Publications and Recognition
Taylor researches and writes about issues at the intersection of law and journalism. She is co-editor of The Unfulfilled Promise of Press Freedom in Canada, an interdisciplinary collection of essays published by the University of Toronto Press. Her research into the resurgence of criminal defamatory libel, published in the leading US journal Communication Law and Policy, was shortlisted for The Stonecipher Award for Distinguished Research on Media Law and Policy. Taylor’s journalism has earned awards including a Gemini nomination, an Atlantic Journalism Award, a B’nai Brith Media Human Rights Award and the Best of Festival prize from the Yorkton Film Festival.
Taylor leads the Canadian Worlds of Journalism Study, an interdisciplinary group that, together with research teams from more than 100 countries, regularly assesses the global state of journalism.
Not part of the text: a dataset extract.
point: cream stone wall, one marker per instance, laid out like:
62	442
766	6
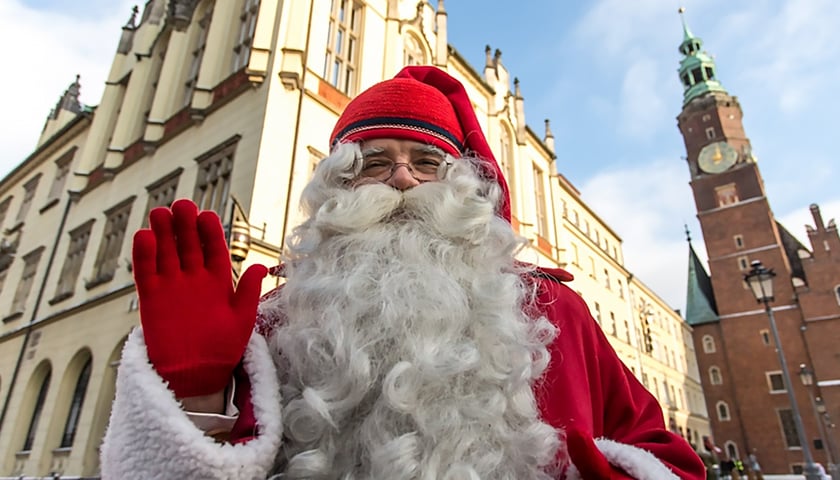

Between 2013-15, Taylor received five teaching awards, four of which were awarded by students, while the fifth was the Dean’s Teaching Award for The Creative School at TMU, which she received in 2015. The student-led awards included “Most Inspiring Professor,” “Most Approachable Professor” and two consecutive years as “A Prof Who Made a Mark.”
Interests
Taylor enjoys running, camping, sailing, paddle boarding and skiing. She can often be found on the hiking trails of Cape Breton with her three dogs in tow.